That's just not true. Your license[0] adds a clause to the Postgresql license[1]. This makes it a different license, which by extension also means it isn't OSI approved.
It's the same with the BSD licenses[2]: the 4-clause one is OSI-approved, whereas the 3-clause one is not. Turns out that one additional "all advertising must display the following acknowledgement" clause was rather important - and so is your lawsuit clause.
[0]: https://github.com/orioledb/orioledb?tab=License-1-ov-file
[1]: https://github.com/postgres/postgres?tab=License-1-ov-file
[2]: https://en.wikipedia.org/wiki/BSD_licenses#4-clause_license_...
https://github.com/orioledb/orioledb/pull/558
The code is now Apache 2.0 which grants patent rights and can be re-licensed to PostgreSQL when the code is upstreamed. I'll amend the blog to make that clearer
From the phrasing it already seemed your heart was in the right place, but I understand that it can get tricky once people get involved who aren't as familiar with the details of open source licensing.
Getting legal to sign off on a different license this quickly is impressive!
Anyway, I'm not sure this is true. Having a separate software license + secondary patent grant license is very very common in open source projects where patent trolls are common. See e.g. https://aomedia.org/about/legal/
I would just put them in separate files and then you're good to go.
Whoops, I did indeed type that a bit too quickly.
> Having a separate software license + secondary patent grant license is very very common
Perhaps, but those are separate. In this instance it was one and the same license, with any violation of the patent part terminating the whole license - including the non-patented software parts.

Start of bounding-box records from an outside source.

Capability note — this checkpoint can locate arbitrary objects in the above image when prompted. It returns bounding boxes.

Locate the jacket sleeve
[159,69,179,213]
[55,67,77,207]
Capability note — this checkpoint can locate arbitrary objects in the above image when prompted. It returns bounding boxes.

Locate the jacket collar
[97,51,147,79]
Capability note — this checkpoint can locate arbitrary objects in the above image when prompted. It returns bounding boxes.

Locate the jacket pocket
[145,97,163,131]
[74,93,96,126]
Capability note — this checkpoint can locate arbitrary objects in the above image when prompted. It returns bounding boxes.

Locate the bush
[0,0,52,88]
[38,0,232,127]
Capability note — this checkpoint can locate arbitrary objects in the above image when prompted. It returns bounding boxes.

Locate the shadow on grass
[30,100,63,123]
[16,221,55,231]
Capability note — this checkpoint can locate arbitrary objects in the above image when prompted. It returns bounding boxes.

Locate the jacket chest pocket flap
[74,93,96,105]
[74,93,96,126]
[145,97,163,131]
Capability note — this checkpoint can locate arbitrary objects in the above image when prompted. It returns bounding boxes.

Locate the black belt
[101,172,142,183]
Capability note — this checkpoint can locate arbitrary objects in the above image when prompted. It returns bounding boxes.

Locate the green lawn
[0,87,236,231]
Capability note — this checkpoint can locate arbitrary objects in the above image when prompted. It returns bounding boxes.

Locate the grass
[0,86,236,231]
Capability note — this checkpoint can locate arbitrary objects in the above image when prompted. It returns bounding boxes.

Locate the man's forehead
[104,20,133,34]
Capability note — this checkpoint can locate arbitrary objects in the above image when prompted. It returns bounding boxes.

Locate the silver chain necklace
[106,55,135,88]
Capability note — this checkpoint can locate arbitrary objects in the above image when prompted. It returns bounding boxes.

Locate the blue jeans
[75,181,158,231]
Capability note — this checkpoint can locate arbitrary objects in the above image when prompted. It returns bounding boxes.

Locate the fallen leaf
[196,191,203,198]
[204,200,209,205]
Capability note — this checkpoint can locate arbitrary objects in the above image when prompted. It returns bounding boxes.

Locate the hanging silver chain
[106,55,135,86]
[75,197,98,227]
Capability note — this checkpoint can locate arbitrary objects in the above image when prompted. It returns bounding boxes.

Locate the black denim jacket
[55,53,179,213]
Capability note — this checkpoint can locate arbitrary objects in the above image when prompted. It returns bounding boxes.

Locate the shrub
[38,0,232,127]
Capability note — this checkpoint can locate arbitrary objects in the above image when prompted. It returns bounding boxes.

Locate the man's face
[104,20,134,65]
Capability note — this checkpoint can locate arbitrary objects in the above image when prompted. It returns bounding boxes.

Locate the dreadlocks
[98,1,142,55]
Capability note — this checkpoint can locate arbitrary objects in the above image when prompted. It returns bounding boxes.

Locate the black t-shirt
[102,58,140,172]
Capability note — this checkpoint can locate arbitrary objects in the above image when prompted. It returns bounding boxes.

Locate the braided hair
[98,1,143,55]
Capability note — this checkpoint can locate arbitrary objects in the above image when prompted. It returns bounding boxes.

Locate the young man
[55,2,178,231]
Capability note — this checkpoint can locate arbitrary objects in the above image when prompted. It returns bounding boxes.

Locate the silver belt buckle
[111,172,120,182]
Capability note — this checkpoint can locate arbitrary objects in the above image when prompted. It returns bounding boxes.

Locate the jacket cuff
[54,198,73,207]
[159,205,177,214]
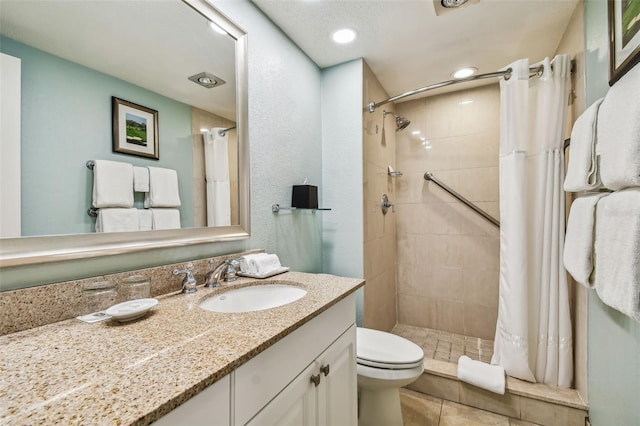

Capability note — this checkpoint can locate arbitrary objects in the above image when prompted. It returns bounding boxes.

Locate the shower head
[382,110,411,132]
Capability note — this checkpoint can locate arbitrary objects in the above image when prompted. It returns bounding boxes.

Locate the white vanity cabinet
[248,326,357,426]
[155,294,357,426]
[153,375,231,426]
[234,295,357,426]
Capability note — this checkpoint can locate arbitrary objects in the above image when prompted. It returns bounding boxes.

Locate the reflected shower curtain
[204,127,231,226]
[492,55,573,387]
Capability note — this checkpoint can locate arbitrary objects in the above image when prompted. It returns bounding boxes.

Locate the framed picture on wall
[608,0,640,86]
[111,97,160,160]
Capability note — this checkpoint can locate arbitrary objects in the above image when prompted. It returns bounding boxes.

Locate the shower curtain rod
[369,60,574,112]
[218,126,236,136]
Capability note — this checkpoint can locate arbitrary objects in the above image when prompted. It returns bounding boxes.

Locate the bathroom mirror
[0,0,250,267]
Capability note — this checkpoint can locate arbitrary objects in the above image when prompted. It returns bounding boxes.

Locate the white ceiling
[252,0,578,101]
[0,0,236,121]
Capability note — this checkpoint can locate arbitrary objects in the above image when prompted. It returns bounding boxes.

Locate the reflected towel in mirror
[92,160,133,208]
[144,167,180,208]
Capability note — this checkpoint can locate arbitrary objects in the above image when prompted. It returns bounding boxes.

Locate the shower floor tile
[391,324,493,364]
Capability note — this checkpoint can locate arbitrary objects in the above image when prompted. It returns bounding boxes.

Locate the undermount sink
[198,284,307,313]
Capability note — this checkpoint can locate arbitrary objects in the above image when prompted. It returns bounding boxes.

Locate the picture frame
[111,96,160,160]
[607,0,640,86]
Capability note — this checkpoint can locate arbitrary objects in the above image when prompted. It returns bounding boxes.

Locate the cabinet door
[154,376,231,426]
[245,363,318,426]
[316,324,358,426]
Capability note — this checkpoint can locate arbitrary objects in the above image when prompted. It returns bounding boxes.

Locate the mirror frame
[0,0,251,268]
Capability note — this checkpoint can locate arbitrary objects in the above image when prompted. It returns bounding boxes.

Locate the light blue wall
[322,59,364,324]
[0,37,193,236]
[585,0,640,426]
[0,0,322,288]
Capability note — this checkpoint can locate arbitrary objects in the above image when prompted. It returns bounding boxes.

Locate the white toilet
[356,327,424,426]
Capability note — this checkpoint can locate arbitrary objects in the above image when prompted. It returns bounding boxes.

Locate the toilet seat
[356,327,424,370]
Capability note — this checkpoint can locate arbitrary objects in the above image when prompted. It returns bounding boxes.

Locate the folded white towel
[96,208,139,232]
[133,166,149,192]
[564,98,604,192]
[238,253,267,275]
[594,188,640,322]
[458,355,505,395]
[596,65,640,190]
[249,254,282,275]
[151,209,180,229]
[138,209,153,231]
[563,192,609,287]
[144,167,180,208]
[92,160,133,208]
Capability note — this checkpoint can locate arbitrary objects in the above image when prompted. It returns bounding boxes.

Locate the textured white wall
[322,59,364,324]
[0,0,322,289]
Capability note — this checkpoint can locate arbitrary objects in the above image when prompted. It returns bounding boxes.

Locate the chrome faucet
[204,259,240,288]
[173,262,197,294]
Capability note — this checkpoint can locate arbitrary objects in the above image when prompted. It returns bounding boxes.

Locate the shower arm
[369,60,575,112]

Additionally, the AOMedia patent license seems to be a bit different: the OrioleDB one said it would terminate when you sued Supabase (and to make it worse: sue them for any reason), but the AOMedia one says it'll terminate if you sue anyone over the licensed patents.
In other words: the OrioleDB one protected only Supabase, the AOMedia one protects the entire community. When it comes to being compatible with open source licenses, details like that become crucial.
But I am not sure if the first exemption is necessarily a good thing. The Apache License, Version 2.0 is broader in what may be grounds for patent licence termination. So it is a better deterrent against patent trolls (even if that means some legitimate patent claims are also discouraged).
But they have switched to Apache 2.0 now, so crisis averted.
I hope you can look at the Apache 2 patent grant as a better clause- or even adopt something like Google's Additional IP License found here- https://www.webmproject.org/license/additional/, which doesn't modify the open source license but instead adds an additional grant as a separate license.
Supabase is doing great work, thank you!